Przebudziłam się po 7:00 i od razu podniosłam się do pozycji siedzącej. Na podłodze zobaczyłam porozrzucane zdjęcia mojej mamy, które wczoraj przeglądałam. Wzięłam jedno z nich. Chciałam się dowiedzieć jak powinna wyglądać prawdziwa czarownica. Przyjrzałam się zdjęciu. Mama stała przy jakimś chłopaku, ubrana w masywne glany, czarną bluzkę wsadzoną w czarne, poszarpane spodnie. Do tego czarna, skórzana kurtka z ćwikami na ramionach, a długie, ciemne włosy zarzucone były do przodu. Wzięłam drugie zdjęcie gdzie dokładnie widziałam jej twarz. Czerwone usta i czarne, grube kreski na powiekach. Była piękna. Wstałam z łóżka i spojrzałam w wielkie lustro powieszone na drzwiach. Zamknęłam oczy, a gdy otworzyłam je ponownie byłam ubrana i pomalowana tak jak moja mama. Podeszłam bliżej. Wyjęłam z kieszeni szminkę i pomalowałam usta na krwistą czerwień.
- Jestem piękna. - pomyślałam poprawiając włosy i uśmiechając się szarmandzko.
Zeszłam na dół, wiedząc, że niedługo będzie śniadanie. Zauważyłam Michaela siedzącego przy wielkim stole. Moje serce rozpłynęło się, gdy spojrzał na mnie swoimi pięknymi oczyma. Usiadłam naprzeciwko niego.

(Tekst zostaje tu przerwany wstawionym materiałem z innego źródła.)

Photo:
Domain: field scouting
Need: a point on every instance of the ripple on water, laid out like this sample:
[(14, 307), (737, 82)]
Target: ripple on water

- Cześć. - powiedział uśmiechając się do mnie.
- Hej.
- Jak minęła noc?
- Bardzo dobrze. Naprawdę. Masz bardzo wygodne łóżko. - zaśmiałam się.
- Haha. W takim razie bardzo się cieszę. Może powiesz mi coś o sobie? - zapytał patrząc mi prosto w oczy.
- Hmm.. Mam na imię Martyna i mam 16 lat, ale to już wiesz. Jestem z Polski co również wiesz. Mieszkam w wielkim domu. Moi rodzice zmarli dwa lata temu. Tak, udało mi się wymigać od Domu Dziecka. Kocham tańczyć i grać w koszykówkę. Przyjechałam tu tylko po to, żeby spróbować swoich szans w castingu. Po namowach przyjaciół postanowiłam tu zostać i zaczęłam naukę w Iridium. Wygraliśmy casting i jesteśmy tu. Ogólnie nie potrafię okazywać uczuć. To dziwne, ale nie nauczono mnie tego. Tak w skrócie to wygląda.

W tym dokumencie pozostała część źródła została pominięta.